Several years after the initial sale, in 2001, the Irish parent company announced that it was leaving the printing business and planned to close the Press. The current owners, headed by Bingham, bought the business to forestall the closing and in hopes of restoring its prominent position in the book printing world. In addition to significant new capital investment, the new owners strengthened management and systems, rebuilt its sales force and restored its reputation for fine quality work. The company was recently described by the Washington Post as “the premier book printer in the world” and has won more than fifty prestigious awards for design and production quality over the past several years, including back-to-back awards as the SAAPI Printer of the Year of illustrated books in 2006 and 2007. In today’s global economy it was not enough.
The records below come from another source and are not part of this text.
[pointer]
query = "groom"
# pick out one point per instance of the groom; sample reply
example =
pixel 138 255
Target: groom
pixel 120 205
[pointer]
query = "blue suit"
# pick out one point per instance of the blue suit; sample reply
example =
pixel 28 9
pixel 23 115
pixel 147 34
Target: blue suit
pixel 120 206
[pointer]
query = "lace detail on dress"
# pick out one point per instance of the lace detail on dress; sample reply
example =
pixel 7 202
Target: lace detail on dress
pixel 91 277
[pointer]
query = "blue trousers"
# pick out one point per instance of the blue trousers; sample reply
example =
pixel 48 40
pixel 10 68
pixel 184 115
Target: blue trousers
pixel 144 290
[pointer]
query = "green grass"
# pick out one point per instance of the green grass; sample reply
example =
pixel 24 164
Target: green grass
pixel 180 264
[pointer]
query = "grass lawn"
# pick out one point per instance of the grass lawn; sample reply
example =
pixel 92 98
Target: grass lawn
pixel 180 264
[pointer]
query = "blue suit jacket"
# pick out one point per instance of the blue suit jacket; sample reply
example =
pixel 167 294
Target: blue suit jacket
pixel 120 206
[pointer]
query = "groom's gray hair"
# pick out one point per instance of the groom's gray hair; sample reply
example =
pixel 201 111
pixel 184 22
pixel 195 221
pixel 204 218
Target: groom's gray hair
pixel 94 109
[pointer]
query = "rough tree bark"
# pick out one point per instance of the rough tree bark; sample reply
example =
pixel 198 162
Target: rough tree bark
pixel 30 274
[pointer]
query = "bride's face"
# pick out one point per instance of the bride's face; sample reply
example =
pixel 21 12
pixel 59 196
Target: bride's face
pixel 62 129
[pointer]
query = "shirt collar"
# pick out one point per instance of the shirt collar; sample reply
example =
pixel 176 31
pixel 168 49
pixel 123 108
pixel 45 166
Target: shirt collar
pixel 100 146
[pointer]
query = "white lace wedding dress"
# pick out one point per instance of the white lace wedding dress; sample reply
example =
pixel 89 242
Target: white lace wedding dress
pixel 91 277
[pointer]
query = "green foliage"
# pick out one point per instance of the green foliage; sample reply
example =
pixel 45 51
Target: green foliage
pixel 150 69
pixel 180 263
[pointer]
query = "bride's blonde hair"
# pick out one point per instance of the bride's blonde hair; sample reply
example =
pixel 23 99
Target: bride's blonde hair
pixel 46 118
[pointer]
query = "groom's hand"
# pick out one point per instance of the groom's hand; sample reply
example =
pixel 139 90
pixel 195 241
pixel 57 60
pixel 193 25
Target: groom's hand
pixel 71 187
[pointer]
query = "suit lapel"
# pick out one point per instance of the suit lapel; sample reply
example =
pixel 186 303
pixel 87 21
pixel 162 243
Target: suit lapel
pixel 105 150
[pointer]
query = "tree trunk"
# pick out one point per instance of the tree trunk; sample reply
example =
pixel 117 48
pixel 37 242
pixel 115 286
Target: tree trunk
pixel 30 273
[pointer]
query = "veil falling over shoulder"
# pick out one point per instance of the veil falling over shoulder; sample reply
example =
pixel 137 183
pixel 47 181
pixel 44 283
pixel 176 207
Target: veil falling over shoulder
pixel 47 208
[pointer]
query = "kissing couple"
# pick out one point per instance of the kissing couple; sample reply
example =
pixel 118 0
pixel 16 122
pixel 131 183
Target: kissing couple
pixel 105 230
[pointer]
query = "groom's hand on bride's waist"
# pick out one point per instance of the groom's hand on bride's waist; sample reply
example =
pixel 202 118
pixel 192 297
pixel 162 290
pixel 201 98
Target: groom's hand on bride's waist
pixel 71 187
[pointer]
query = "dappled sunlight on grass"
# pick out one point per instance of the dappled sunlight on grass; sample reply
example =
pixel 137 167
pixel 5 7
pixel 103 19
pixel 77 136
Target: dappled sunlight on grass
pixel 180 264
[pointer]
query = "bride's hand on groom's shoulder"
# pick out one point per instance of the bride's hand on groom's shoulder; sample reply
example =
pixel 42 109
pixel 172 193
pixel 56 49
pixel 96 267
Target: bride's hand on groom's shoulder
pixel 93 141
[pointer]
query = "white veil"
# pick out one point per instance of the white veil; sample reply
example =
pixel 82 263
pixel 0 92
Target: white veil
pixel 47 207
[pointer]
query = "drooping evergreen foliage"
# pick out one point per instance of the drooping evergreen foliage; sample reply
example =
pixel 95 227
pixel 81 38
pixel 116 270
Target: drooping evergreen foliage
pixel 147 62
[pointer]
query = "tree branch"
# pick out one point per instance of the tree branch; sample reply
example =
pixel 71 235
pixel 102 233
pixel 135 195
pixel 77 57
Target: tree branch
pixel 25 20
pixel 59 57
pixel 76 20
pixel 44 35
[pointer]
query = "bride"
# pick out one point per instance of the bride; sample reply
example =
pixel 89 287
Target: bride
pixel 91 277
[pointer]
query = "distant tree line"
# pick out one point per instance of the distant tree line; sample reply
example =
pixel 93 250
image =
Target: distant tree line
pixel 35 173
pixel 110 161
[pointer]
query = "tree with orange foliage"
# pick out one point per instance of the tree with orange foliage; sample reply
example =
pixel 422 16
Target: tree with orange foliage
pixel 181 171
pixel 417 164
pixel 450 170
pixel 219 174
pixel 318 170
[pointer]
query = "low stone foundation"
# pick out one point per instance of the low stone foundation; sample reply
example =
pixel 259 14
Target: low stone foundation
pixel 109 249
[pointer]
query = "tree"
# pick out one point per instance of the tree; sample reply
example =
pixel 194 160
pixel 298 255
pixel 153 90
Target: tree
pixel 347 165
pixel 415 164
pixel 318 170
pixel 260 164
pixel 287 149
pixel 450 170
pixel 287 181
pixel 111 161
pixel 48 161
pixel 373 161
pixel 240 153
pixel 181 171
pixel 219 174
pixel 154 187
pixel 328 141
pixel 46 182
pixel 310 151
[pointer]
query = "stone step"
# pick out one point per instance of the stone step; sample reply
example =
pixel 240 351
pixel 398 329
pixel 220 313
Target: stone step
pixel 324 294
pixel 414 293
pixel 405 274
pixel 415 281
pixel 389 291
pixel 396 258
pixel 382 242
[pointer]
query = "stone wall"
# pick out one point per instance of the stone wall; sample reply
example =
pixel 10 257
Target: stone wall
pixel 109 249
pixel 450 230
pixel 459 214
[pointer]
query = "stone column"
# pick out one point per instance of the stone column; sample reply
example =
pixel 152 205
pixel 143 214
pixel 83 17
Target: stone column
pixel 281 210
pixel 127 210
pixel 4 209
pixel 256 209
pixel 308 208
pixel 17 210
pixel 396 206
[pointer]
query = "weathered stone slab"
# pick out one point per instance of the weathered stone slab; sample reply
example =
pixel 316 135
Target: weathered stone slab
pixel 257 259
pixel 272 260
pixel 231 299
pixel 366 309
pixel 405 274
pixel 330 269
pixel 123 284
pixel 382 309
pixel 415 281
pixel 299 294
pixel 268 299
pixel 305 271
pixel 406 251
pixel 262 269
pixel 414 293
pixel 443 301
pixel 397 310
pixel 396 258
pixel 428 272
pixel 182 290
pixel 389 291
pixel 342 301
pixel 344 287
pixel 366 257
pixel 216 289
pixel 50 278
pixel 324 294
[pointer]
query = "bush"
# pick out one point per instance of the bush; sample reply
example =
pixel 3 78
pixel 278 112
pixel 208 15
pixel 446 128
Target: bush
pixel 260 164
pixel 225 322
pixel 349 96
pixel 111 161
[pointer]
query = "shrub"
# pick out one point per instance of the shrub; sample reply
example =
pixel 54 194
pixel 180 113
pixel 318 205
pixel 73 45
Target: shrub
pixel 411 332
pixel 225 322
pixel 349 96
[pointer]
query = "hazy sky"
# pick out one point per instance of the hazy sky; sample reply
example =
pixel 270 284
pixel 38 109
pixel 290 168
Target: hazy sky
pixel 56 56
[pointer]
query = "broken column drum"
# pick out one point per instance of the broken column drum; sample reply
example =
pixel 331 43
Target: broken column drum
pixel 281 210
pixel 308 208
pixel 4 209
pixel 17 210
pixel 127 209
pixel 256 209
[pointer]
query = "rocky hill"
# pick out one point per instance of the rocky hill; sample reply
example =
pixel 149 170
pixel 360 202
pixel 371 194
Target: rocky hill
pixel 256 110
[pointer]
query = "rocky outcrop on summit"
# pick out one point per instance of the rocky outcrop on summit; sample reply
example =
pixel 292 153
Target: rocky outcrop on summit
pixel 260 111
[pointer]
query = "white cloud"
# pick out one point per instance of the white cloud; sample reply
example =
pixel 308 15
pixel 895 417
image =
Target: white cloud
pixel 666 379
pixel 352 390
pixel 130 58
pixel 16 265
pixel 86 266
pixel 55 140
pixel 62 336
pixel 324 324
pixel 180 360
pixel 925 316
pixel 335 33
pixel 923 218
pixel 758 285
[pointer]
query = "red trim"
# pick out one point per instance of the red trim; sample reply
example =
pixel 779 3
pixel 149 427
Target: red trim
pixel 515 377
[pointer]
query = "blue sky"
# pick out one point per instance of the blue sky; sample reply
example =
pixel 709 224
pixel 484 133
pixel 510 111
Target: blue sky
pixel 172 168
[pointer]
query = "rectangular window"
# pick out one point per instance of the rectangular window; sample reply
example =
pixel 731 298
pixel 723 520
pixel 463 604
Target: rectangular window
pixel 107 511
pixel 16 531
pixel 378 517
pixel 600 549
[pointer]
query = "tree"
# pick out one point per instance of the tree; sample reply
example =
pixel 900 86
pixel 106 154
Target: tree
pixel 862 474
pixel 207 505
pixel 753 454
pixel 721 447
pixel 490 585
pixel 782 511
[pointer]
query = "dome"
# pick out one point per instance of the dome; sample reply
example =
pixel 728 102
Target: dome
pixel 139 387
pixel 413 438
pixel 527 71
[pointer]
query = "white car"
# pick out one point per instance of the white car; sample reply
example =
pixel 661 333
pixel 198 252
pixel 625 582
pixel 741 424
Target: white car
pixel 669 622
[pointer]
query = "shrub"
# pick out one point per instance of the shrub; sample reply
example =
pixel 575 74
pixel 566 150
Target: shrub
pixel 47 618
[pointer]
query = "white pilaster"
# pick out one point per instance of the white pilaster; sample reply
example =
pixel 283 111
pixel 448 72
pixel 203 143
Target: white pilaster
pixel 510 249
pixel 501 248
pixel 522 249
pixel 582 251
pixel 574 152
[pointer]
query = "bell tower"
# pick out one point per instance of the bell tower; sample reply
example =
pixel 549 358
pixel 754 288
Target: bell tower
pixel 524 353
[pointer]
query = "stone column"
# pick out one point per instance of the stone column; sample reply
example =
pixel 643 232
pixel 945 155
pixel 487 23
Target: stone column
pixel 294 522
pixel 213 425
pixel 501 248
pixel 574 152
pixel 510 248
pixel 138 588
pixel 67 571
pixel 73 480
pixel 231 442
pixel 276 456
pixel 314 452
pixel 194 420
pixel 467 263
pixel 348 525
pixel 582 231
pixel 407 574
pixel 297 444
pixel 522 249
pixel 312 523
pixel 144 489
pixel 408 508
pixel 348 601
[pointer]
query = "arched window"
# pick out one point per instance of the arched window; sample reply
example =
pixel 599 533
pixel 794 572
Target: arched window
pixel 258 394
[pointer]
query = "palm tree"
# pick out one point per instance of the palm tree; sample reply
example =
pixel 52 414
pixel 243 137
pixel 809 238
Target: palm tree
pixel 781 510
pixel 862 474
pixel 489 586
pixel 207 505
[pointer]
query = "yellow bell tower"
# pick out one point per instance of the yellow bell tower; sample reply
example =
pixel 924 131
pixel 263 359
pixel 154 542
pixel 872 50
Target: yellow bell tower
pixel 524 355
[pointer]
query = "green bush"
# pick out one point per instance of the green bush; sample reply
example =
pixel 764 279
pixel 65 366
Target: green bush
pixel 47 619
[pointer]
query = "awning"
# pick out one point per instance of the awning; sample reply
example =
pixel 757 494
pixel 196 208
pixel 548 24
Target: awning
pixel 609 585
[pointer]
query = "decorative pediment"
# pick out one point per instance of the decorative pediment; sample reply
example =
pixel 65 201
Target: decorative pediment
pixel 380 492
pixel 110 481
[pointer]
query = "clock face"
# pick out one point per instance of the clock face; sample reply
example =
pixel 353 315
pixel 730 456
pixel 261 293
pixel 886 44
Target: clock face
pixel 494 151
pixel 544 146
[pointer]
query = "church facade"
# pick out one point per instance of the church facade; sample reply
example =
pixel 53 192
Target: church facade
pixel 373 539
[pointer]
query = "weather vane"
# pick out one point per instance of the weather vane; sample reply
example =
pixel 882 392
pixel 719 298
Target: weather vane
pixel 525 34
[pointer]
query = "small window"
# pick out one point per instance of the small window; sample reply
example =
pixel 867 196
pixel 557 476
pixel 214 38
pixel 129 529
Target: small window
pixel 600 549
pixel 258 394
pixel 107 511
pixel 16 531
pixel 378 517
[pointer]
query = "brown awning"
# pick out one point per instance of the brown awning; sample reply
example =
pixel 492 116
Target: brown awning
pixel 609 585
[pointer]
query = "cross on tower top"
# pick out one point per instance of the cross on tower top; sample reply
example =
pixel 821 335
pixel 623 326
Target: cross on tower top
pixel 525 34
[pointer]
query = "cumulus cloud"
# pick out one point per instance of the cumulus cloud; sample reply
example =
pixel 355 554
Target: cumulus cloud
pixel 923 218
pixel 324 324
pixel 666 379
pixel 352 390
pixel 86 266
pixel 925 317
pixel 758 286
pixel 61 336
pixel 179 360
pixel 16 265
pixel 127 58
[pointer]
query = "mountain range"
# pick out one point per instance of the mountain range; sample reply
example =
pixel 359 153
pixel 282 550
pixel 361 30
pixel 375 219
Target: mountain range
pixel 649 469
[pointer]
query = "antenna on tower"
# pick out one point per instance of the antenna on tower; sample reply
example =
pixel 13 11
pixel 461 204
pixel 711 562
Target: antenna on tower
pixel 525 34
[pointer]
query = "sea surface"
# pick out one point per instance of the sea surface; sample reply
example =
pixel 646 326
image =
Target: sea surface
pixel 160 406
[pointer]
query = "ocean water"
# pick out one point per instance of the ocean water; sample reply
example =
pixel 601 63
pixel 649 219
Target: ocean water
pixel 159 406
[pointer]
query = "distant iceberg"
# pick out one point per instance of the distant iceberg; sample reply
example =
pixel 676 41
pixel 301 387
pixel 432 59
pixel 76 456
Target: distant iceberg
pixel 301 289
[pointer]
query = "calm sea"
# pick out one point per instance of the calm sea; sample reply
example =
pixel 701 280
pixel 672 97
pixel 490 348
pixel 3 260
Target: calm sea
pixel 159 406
“The lines separating author, publisher, printer and distributor are blurring, and digital technology can make China or Reykjavik seem as close as Lunenburg,” Bingham said. “A new kind of book printing industry is evolving that is based on printing shorter runs of more titles including digital print-on-demand. This should bode well for Stinehour Press and our unique blend of art, craft and technology; but it arrives at the same time as we often see books projects from China for less than we can buy the paper. These are not good times for American manufacturers. I hope we know the full cost of what we’re buying as a society. When lowest cost is always the determining factor, it might be higher than we think.”